The biggest obstacles to breaking into nonmedical home care are often the seniors themselves, who are reluctant to acknowledge their needs. "You have to have a staff that's trained to work with seniors and help them become comfortable with the choices you offer," says Andrea Cohen (below), 48, co-founder and CEO of HouseWorks in Newton, Massachusetts. With projected 2006 sales of $10 million, HouseWorks provides personal care assistance, companionship, home modification, cleaning and relocation services.

Getting Started
Before you start a non-medical health care business, consider the following:

  • Start strong. "You're dealing with human lives in this business--if you screw up, people won"t refer you again," says Andrea Cohen, 49, co-founder and CEO of HouseWorks in Newton, Massachusetts. Make sure you make the proper investments in your staff and infrastructure before you take on any clients.
  • Make connections. According to Cohen, most of your clients will be referred by health-care providers like assisted living facilities and hospital systems. "The discharge planners need to get patients out of the hospital or rehab quickly," says Cohen, who co-founded the business with Alan D. Solomont, 57. "If your response is quick and professional, it helps them get their job done, and they become your champions." Cohen says she"s built relationships with discharge planners by saying "yes" whenever they call--even on a Friday afternoon, filling last-minute requests, and by always having a live person on the line to talk to them.

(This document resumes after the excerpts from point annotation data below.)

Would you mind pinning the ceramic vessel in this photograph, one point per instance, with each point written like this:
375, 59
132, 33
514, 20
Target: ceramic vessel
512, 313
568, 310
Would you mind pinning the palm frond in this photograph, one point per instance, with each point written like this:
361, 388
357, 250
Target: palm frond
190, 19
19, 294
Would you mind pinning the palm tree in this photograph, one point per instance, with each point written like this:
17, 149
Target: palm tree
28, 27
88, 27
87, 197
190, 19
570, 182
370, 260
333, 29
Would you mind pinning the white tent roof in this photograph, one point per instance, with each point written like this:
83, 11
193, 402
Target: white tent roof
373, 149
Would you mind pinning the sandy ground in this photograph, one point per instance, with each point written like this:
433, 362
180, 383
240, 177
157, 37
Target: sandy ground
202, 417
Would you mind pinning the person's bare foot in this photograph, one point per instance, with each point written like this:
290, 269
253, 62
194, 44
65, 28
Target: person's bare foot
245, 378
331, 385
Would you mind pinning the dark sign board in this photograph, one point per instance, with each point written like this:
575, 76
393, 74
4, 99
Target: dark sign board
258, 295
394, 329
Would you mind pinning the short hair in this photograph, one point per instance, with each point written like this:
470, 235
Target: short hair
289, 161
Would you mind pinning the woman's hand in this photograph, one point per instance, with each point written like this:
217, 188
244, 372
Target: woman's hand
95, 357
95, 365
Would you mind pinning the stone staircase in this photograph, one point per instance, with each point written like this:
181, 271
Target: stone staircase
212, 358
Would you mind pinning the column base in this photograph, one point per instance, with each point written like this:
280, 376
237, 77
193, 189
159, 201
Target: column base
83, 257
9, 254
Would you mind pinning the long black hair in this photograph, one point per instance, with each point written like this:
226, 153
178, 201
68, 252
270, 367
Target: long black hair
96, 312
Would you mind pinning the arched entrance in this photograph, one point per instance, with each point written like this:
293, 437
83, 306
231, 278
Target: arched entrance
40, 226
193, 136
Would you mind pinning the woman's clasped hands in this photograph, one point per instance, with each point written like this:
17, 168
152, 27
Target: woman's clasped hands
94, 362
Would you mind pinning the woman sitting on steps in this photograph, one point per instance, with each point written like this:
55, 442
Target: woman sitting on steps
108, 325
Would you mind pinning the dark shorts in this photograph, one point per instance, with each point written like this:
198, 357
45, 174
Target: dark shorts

  • Choose the right location. You should balance two factors when locating your corporate offices, Cohen says. You want to be in an area affluent enough so that there will be a large number of people who can pay for your services out-of-pocket, but the offices also have to be accessible to the home health-care workers who will be your field staff. Look for a location that is well served by public transportation.
  • Focus your marketing on adult children. Most seniors are unwilling or unable to acknowledge their need for non-medical home care, so don't focus your marketing efforts on them. Instead, develop "thoughtful marketing" strategies aimed at adult children that educate them and help them navigate the maze of long-term care considerations. Your website should be succinct and easy to understand, using fonts and colors that are kind on the older eyes of both the seniors and their children.
  • Have a solid sales team. Cohen says that many going into this kind of people business fail because they don't understand the value of a vigorous sales staff. "When the phone rings, there has to be someone there who is comfortable selling the service," she says.
  • Hire the right people. "The most important part of home care is the person you put in the home," Cohen says. "You want someone who is hardworking, naturally enthusiastic and solution oriented."